Blog Injectables

Improving Infraorbital Hollows with Hyaluronic Acid Gels: A Comprehensive Guide on Dosing


Infraorbital hollows, commonly known as dark circles or eye hollows, have long been the subject of aesthetic concern for both men and women. They contribute to an aged and tired appearance, affecting one’s self-esteem and overall aesthetic appeal. While many over-the-counter creams promise quick results, hyaluronic acid (HA) gel injections have emerged as a reliable and relatively non-invasive treatment for infraorbital hollows.

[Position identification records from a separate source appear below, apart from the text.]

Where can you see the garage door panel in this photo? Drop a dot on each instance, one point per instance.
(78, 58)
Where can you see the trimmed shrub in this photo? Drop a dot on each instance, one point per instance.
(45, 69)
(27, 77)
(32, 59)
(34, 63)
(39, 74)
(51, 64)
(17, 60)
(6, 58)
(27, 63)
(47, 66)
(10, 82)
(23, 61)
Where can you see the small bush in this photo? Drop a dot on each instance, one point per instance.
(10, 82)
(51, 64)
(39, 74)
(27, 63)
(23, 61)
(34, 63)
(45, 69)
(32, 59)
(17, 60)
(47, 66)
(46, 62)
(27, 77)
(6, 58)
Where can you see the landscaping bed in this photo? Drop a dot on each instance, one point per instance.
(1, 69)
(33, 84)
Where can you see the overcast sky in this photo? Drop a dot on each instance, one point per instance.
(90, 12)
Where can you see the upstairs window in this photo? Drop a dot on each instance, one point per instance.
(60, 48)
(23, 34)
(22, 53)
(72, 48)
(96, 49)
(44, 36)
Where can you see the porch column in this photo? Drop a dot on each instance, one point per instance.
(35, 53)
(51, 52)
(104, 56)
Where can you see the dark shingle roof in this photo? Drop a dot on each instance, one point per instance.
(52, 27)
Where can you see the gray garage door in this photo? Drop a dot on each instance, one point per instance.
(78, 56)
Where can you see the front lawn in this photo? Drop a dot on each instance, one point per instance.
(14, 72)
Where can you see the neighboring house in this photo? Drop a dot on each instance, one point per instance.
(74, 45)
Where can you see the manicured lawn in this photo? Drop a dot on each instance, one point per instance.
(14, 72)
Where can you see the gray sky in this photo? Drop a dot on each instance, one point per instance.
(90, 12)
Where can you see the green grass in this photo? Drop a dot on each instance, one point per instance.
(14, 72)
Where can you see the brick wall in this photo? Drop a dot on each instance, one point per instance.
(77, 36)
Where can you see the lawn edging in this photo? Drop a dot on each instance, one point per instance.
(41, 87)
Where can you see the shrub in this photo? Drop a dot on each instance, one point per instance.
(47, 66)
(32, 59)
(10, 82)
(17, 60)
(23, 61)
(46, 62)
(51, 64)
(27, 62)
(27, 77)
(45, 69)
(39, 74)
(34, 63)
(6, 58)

However, one of the main concerns in treating infraorbital hollows is the appropriate dosing of hyaluronic acid. This blog post aims to shed light on this aspect, incorporating evidence from peer-reviewed scientific articles.

Why Hyaluronic Acid Gels?

Hyaluronic acid is a naturally occurring substance in our skin that has the ability to attract and hold vast amounts of moisture. When used as a filler, it not only smoothens the treated area but also helps in maintaining hydration (Palm, 2017). The safety and efficacy of HA have been well documented for a variety of aesthetic applications (Beleznay et al., 2015).

Dosing Considerations

1. Patient Evaluation

Before injecting, a thorough evaluation of the anatomical features of the patient’s infraorbital region is essential. According to a study by Hussain et al. (2018), accurate pre-procedure evaluation aids in determining the optimal volume and concentration of HA to be injected.

2. Volume of HA Gel

The standard recommendation for treating infraorbital hollows is to start with a lower volume and build up gradually. A commonly cited dose is between 0.5 ml and 1 ml per side (Dayan et al., 2018). The aim is to correct the defect without overfilling, which may result in puffiness or an unnatural look.

3. Injection Technique

The micro-droplet technique or the use of a cannula for a more diffuse placement can impact the overall volume required (Artzi et al., 2020). The choice of technique can also influence the longevity and appearance of the filler.

Possible Complications and Their Avoidance

Like any procedure, HA fillers also come with their share of potential complications such as bruising, swelling, or lumpiness. Most of these are technique-sensitive and could be minimized by choosing an experienced injector (Beleznay et al., 2015).


The dosing of hyaluronic acid gel for improving infraorbital hollows is not a ‘one-size-fits-all’ strategy. A personalized approach, based on thorough patient evaluation and understanding of injection techniques, can result in natural and long-lasting outcomes.


  1. Palm, M.D. (2017). Hyaluronic acid fillers in soft tissue regeneration. Facial Plastic Surgery Clinics of North America, 25(1), 63-76.
  2. Beleznay, K., Carruthers, J. D. A., Humphrey, S., & Jones, D. (2015). Avoiding and treating blindness from fillers: A review of the world literature. Dermatologic Surgery, 41(10), 1097-1117.
  3. Hussain, S. N., Goodman, G. J., Rahman, E., & Townley, W. A. (2018). A comprehensive review of hyaluronic acid fillers and their applications. Journal of Cosmetic Dermatology, 17(5), 674-680.
  4. Dayan, S., Pritzker, R. N., Arkins, J. P., & Bacos, J. T. (2018). Aesthetics of the lower eyelid: Revisiting the lower lid classification and introducing the concept of local dynamic strain. Aesthetic Surgery Journal, 38(11), 1193-1201.
  5. Artzi, O., Loizides, C., Verner, I., & Landau, M. (2020). Resistant and recurrent late reaction to hyaluronic acid-based gel. Dermatologic Surgery, 46(3), 416-422.